Tragedy has turned into triumph on the Himalayan peak of Manaslu this week. On Monday, several climbing teams successfully reached the summit of the 8156 meter (26,670 ft) mountain which was the site of a massive avalanche on September 23. That avalanche claimed the lives of more than a dozen climbers who had been preparing to make their own summit attempts when it struck their camp located at 7000 meters (22,965 ft).
Manaslu, which is the eighth highest mountain on the planet, is often used as a training ground for taller, more challenging mountains such as Everest. Traditionally climbers use their expedition to the Nepali peak to hone their skills while gaining valuable experience at high altitude. This fall Manaslu has seen more traffic than normal thanks to China closing the border into Tibet. That forced some teams to change their plans at the last minute and as a result, several of the top commercial guiding companies have been operating on Manaslu’s slopes this season.
Amongst the teams that successfully summited this week were the Altitude Junkies, who managed to put 15 climbers on top, and the Mountain Professionals, who reported a 100% summit success for their squad as well. The groups briefly celebrated their success at the top of the peak before starting the long descent back to their lower camps for a bit of rest and recuperation. For most of the climbers the summit was the culmination of more than a month of hard work and they’ll now start the long journey home.
These successful summits cap a tumultuous week on Manaslu. Last week’s disaster shook the climbers to their core with a number of individuals and teams electing to go home rather than risk heading back up into the danger zone. But for those who stayed, their patience and persistence was rewarded with good weather and more stable conditions on the mountain. Both of those factors contributed to a safe ascent.

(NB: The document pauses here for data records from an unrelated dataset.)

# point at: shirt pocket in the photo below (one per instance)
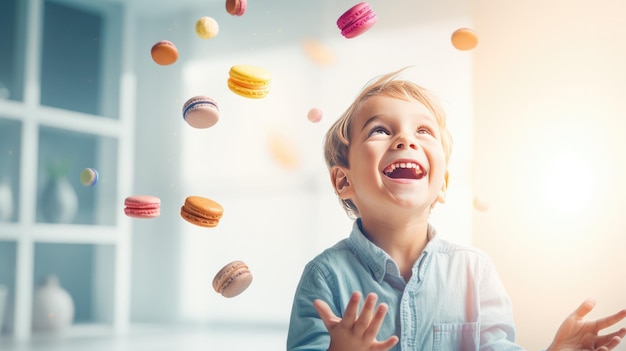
(456, 336)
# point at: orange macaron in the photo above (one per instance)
(164, 53)
(201, 211)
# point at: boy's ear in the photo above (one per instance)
(341, 183)
(441, 198)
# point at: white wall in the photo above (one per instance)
(549, 161)
(276, 219)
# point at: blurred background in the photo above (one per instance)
(536, 111)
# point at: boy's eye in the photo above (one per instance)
(424, 130)
(378, 130)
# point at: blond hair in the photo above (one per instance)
(337, 139)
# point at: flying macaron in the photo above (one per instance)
(88, 177)
(142, 206)
(236, 7)
(207, 27)
(164, 53)
(249, 81)
(464, 39)
(232, 279)
(356, 20)
(201, 211)
(201, 112)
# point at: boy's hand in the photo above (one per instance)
(576, 334)
(356, 332)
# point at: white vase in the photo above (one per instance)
(6, 201)
(53, 307)
(59, 202)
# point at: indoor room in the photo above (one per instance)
(90, 116)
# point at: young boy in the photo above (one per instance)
(387, 157)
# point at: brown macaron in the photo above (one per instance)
(201, 211)
(164, 53)
(232, 279)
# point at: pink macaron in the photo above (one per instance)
(356, 20)
(236, 7)
(201, 112)
(142, 206)
(232, 279)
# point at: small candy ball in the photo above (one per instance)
(207, 27)
(89, 177)
(314, 115)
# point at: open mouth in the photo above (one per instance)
(404, 170)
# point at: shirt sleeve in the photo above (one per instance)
(306, 329)
(497, 329)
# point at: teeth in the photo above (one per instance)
(397, 165)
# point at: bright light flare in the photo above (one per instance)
(561, 178)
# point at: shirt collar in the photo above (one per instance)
(375, 258)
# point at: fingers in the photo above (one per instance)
(365, 318)
(352, 310)
(385, 345)
(613, 342)
(584, 309)
(610, 341)
(326, 314)
(606, 322)
(376, 321)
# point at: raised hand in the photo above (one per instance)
(576, 334)
(356, 332)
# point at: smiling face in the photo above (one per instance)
(396, 158)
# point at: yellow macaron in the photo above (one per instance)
(249, 81)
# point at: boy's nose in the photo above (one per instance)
(401, 144)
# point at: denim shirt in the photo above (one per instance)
(453, 301)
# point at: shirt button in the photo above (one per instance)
(390, 266)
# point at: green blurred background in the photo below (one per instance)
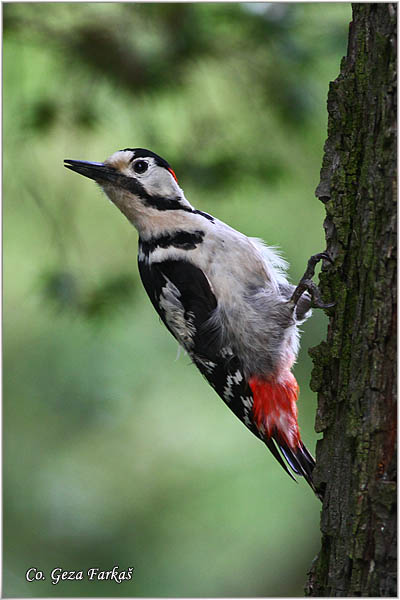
(116, 453)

Over the next few days several more teams are likely to summit Manaslu, but the fall climbing season is about to come to an abrupt end. Forecasts indicate that the jet stream is about to make its semi-annual shift over the Himalaya and when it does, the weather will take a turn for the worse. That means that the mountains will be off limits for the vast majority of teams until April when the very busy spring season begins.